Since its founding, the Parashakti Temple has expanded both its physical structure and religious offerings. It was originally conceived as a space devoted to Karumariammam, but it now houses Hindu deities such as Muruga, Hanuman, and Jagannatha. These expansions have made the temple a multifaceted center for Hindu worship, serving individuals with roots in various parts of India.

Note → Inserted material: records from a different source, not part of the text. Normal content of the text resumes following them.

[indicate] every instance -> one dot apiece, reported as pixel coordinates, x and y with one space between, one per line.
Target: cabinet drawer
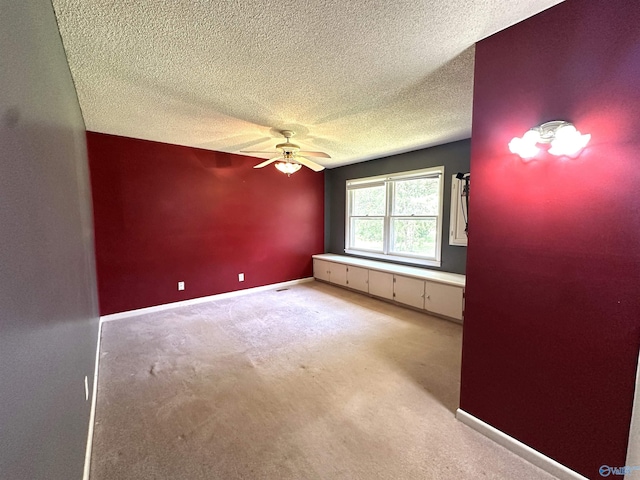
443 299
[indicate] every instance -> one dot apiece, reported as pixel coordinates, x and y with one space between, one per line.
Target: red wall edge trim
166 213
552 329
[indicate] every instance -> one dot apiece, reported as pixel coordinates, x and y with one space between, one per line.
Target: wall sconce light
288 167
563 137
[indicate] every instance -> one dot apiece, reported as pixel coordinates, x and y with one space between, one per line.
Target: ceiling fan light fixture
288 167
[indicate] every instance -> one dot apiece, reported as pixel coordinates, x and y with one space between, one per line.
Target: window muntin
398 216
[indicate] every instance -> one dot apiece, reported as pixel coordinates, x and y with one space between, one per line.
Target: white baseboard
633 448
92 415
533 456
195 301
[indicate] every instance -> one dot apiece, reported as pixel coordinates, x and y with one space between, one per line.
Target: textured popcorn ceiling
356 79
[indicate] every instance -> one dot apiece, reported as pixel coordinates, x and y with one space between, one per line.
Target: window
396 217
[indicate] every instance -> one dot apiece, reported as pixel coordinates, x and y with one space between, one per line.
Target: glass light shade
288 167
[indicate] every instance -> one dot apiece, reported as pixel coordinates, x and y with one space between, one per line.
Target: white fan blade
308 163
264 164
314 154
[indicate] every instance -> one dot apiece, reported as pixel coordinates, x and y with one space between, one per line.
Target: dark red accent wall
167 213
552 326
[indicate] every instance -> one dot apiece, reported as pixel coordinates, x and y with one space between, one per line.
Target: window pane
417 197
414 236
366 233
368 201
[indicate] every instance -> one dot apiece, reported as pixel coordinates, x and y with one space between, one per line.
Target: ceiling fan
290 158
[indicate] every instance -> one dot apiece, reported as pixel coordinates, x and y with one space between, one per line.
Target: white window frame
389 182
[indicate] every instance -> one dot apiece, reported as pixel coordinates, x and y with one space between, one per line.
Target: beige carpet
312 382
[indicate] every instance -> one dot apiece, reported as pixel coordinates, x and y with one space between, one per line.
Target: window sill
395 258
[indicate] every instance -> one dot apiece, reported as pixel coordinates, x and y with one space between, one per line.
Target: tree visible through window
396 216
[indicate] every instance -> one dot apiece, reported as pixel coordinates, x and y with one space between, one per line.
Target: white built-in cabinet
440 293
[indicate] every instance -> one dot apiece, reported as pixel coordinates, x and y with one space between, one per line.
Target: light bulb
288 167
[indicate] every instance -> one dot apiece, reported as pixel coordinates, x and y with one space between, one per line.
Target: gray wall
48 302
454 156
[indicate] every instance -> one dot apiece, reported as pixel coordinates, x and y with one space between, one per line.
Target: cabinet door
381 284
321 269
443 299
338 274
358 278
409 291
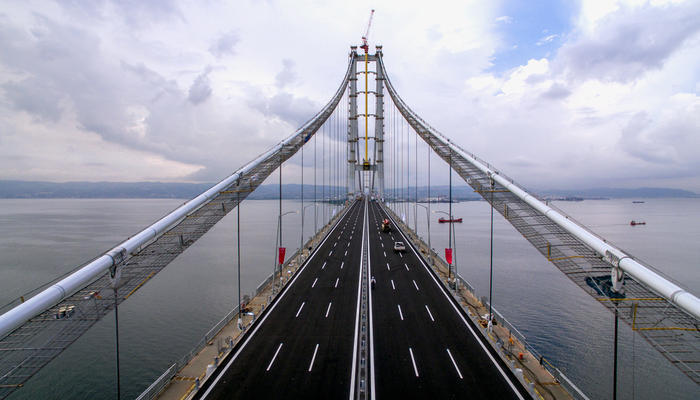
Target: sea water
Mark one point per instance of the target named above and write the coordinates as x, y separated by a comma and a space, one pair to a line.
43, 239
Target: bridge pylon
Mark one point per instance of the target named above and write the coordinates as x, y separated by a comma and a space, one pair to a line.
369, 172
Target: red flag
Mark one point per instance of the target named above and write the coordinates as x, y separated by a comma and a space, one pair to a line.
282, 250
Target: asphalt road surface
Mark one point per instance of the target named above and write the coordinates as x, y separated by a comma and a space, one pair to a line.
424, 346
303, 348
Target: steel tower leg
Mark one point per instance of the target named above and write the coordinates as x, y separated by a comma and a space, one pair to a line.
352, 125
379, 126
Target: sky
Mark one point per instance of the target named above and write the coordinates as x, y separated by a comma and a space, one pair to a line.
556, 94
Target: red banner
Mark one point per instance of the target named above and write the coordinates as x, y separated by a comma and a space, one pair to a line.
282, 251
448, 256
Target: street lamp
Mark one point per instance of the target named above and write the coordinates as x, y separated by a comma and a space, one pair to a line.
278, 245
430, 248
301, 240
451, 230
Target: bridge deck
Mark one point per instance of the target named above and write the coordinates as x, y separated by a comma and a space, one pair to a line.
422, 343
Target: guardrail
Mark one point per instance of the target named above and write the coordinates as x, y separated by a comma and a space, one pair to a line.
158, 385
556, 373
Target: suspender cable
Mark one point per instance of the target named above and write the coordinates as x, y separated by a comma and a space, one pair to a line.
238, 251
315, 198
415, 209
449, 230
116, 337
301, 236
491, 257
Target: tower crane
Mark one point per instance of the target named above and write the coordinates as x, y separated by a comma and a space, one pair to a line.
365, 46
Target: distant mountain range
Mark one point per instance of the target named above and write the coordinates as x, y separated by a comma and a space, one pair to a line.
159, 190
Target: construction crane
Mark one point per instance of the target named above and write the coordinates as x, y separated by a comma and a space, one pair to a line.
365, 46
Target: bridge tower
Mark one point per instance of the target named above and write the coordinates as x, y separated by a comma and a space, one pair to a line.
352, 126
369, 173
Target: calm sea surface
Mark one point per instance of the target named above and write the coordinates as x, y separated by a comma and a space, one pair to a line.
43, 239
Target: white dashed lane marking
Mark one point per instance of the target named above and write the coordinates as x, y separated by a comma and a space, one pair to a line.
300, 307
429, 313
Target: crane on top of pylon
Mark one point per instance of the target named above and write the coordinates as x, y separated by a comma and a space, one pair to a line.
365, 46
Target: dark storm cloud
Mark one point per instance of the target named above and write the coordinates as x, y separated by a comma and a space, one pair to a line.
30, 95
224, 45
631, 41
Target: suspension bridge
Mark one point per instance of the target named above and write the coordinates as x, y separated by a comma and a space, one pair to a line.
365, 308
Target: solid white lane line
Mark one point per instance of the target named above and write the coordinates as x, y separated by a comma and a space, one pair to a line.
429, 313
415, 369
300, 307
454, 363
357, 317
252, 333
311, 365
275, 356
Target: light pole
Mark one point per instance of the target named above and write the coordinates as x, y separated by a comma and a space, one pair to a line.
451, 230
430, 247
301, 239
278, 245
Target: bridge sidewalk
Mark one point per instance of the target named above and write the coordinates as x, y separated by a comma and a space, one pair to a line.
513, 351
184, 384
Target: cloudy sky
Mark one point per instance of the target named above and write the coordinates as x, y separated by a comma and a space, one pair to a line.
557, 94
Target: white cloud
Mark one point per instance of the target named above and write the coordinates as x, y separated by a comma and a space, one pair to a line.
196, 90
504, 19
546, 39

The temple is located on 16 acres in Pontiac, Michigan. The temple space includes worship area, offices, coat room, multipurpose hall for dining. The total area is 10,000 sq. ft.

== Architecture ==
The Parashakthi temple is reflective of traditional South Indian style architecture, characterized by its imposing granite structures and intricately carved pillars. A prominent feature of the temple is its grand 54-foot gopuram (tower). The inner sanctum of the temple houses the deity Karumariammam, who is venerated as a protective and nurturing force.

==Major festivals==
Devi Navaratri (Dasara) is the major function celebrating the Mother. This is celebrated on nine consecutive nights in the Month of Aswayujam starting on the 1st phase and ending on the 10th phase of waxing Moon. This function depicts how the Mother manifested Herself as Durga, Lakshmi, and Saraswathi.

==Temple fire incident==
The temple caught on major fire on April 21, 2018. The flame broke out in the temple after ember was from memorial firebox and set fire to the roof. Deputies sent people to the roof to evacuate them and they succeeded. About 30 people who were inside the temple during the fire were evacuated. The elder of the temple said that the cause of the fire was ember.